In the original series, TK spent time as the youngest of the Digidestined, making him the most precarious of the chosen ones and often reliant on his older brother, Matt. TK has since grown and is quite mature for his age, often keeping a pin on his emotions and retaining a level of hope and positivity that keeps his feet planted in reality. TK quickly finds out his Digimon Partner, Patamon, is the first to be infected. Instead of telling his comrades, TK keeps Patamon’s dilemma a secret and spends much of Confession in despair. In short, he’s acting like a kid again. This is understandable when you realize TK almost lost Patamon in Digimon Adventure, an event that has stuck with him for years. Unfortunately, the solution this time cannot be easily wrapped up, since growing up means you’re often caught between a rock and a hard place. Keep Patamon from the reboot and he’ll be fully infected; expose him to the reboot and Patamon will forget who TK is.
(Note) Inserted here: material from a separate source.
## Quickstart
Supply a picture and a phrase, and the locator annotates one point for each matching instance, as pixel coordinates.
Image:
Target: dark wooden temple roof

There seem to be no good answers this time around, and the possibility that Patamon will be gone for good is too much for TK to bear. All he can do is hold him like a security blanket.
Digimon Adventure Tri: Confession is available in a Blu-ray/DVD combo that comes with a digital download of the movie (appropriately enough). A standard issue DVD also exists. Both versions include the extra “Anime Expo 2017 Premiere Panel with Cast Members Joshua Seth (Tai), Colleen O’Shaughnessey (Sora), and Jeff Nimoy (Tentomon), a 34-minute feature that interviews the three during their time in Anime Expo 2017. Both dubbed and subbed languages are available for the movie.
Confession is the best Digimon Adventure Tri movie yet. Again, the movie hits a home run with both Izzy and TK’s characters, and the story takes a massive shift after the slow-paced introduction of Reunion and Determination. Though the third movie moves the plot in a new direction, it still leaves burning questions behind, promising obstacles for our heroes to pass for the second half of the series. It has a lot to live up to, though, since Confession is exceptional.